Марвин сердито заморгал, стряхивая с ресниц снег, и только тогда понял, что снова припустила метель. Ветер пока не очень свирепствовал, но язычки костра были низкими и слабыми. Марвин придвинулся к огню поближе и сжался под нерешительной лаской теплого воздуха, гадая, лучше ли задремать в тепле и свалиться во сне в костёр, или замёрзнуть на безопасном расстоянии от него. Потом снова вспомнил о фляге, полез за ней — и не нашёл. Проклятье, и когда только выскользнула? Марвин дважды перерыл карманы, но фляги не нашёл — только комок пропитанной кровью парусины, невесть как попавший в карман. Марвин мгновение держал его в руках, недоумённо разглядывая, а потом вспомнил и, развернув ткань, вынул мятую потемневшую бумагу с выведенными на ней расплывающимися строчками. Красноватый свет пламени освещал бумагу, и Марвин стал читать, хотя помнил наизусть каждое слово. Память у него всегда была отменная — уж на это-то даже его учитель никогда не жаловался.
Здравствуй.
Я надеюсь, ты в порядке и добром здравии. У меня есть кое-какая работа для тебя. Думаю, тебе понравится.
«Любопытно, ей и впрямь понравилось?» — подумал Марвин, скользя взглядом по строкам, но осознать их смысл уже не успел.
Сперва он решил, что нападавший всего один. То ли ветер заглушил его шаги, то ли Марвин, пригревшись у огня и задумавшись, попросту прошляпил его приближение. Как бы там ни было, спасло его в который раз то самое чутьё, которым он не так давно хвалился Рыси, прямо перед тем, как раскрыл её обман. Вот и теперь что-то заставило его обернуться — и успеть откатиться в сторону, когда лезвие меча пронзило воздух там, где мгновением раньше была его спина. Марвин перекатился через плечо, вскочил, на ходу обнажая клинок, и отрешённо отметил, что нападавший — не воин, а именно убийца. Воин срубил бы голову, и только вонючий наёмник заколет в спину исподтишка…
Он вспомнил сверкающий в солнечных лучах наконечник копья, летящий в спину Лукаса из Джейдри, и подумал: так что же, Щенок из Балендора, выходит, что ты — вонючий наёмник, и только?..
Он отбил несколько атак и отступил к огню на два шага, прежде чем понял, что противник, наёмник он или нет, проворнее его. Что не помешало поганой крысе напасть сзади, под покровом ночи — странно, подождал бы ещё часок, пока я усну… Но в этом не было надобности — враг и так был силён. Может, дело в том, что Марвин за последние дни устал, как собака, но сейчас он отступал, шаг за шагом, и огонь, казавшийся таким робким, уже жадно тянулся к нему со спины, в точности как этот наёмник.

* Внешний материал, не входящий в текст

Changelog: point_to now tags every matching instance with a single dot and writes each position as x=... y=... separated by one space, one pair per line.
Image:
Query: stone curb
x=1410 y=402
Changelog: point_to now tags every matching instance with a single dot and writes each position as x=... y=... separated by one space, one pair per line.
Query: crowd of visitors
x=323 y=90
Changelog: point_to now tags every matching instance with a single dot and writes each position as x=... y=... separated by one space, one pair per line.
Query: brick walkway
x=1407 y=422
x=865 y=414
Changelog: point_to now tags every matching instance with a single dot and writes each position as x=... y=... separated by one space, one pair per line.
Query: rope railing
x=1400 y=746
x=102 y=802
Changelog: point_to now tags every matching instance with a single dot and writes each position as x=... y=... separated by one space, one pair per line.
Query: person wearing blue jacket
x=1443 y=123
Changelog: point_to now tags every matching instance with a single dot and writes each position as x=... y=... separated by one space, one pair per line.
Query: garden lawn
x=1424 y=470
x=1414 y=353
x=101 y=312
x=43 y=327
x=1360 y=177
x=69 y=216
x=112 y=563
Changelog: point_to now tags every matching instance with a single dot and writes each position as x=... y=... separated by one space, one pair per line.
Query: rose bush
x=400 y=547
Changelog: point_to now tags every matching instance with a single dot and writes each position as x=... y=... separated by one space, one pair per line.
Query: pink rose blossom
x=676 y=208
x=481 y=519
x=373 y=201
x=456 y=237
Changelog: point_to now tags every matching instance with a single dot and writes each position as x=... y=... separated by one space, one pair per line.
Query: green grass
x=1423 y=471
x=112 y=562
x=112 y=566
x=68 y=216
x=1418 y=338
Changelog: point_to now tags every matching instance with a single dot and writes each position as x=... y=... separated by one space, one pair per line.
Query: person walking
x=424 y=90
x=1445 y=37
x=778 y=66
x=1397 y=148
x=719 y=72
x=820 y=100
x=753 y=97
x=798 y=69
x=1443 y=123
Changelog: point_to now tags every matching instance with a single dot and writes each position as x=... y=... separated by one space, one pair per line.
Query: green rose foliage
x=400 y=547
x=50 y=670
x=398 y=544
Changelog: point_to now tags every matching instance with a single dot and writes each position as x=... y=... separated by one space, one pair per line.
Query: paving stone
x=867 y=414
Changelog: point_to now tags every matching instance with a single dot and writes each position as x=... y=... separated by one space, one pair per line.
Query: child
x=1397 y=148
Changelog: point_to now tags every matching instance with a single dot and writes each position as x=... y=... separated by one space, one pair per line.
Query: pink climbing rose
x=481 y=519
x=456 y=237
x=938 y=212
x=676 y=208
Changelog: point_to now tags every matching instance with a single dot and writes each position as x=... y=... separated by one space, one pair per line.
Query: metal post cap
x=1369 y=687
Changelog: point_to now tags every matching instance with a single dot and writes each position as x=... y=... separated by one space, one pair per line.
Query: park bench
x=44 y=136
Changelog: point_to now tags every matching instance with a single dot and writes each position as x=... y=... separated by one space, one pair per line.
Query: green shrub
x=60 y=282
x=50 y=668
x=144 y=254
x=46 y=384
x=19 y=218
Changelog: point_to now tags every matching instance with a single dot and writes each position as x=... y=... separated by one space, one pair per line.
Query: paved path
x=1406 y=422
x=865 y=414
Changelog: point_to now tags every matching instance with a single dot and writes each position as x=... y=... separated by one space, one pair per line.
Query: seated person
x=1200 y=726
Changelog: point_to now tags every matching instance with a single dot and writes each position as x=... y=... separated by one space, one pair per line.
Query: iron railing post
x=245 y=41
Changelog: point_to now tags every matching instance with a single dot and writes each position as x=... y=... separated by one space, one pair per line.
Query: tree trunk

— Паскуда, — прохрипел Марвин и перешёл в наступление. Он предпринял серию отчаянных, яростных атак на одном выдохе, зная, что это его единственный шанс, но противник выстоял, хотя и отступил. Марвин даже не видел его лица, до самых глаз замотанного тряпками, и почему-то это злило его больше всего. Ещё несколько атак — и он оказался на земле, а следующим ударом его должно было разрубить пополам, но он из последних сил откатился в сторону — прямо в костёр, и клинок только скользнул по его плечу, располосовав мышцы. Марвин поднялся на колени, нащупал меч немеющими пальцами, поднялся, чувствуя, как от бешенства и боли взгляд заволакивает красной пеленой. Его плащ горел. Марвин попытался сбросить его, одновременно отвечая на новую атаку, и у него это не получилось бы, но тут-то и оказалось, что нападавших на самом деле было двое.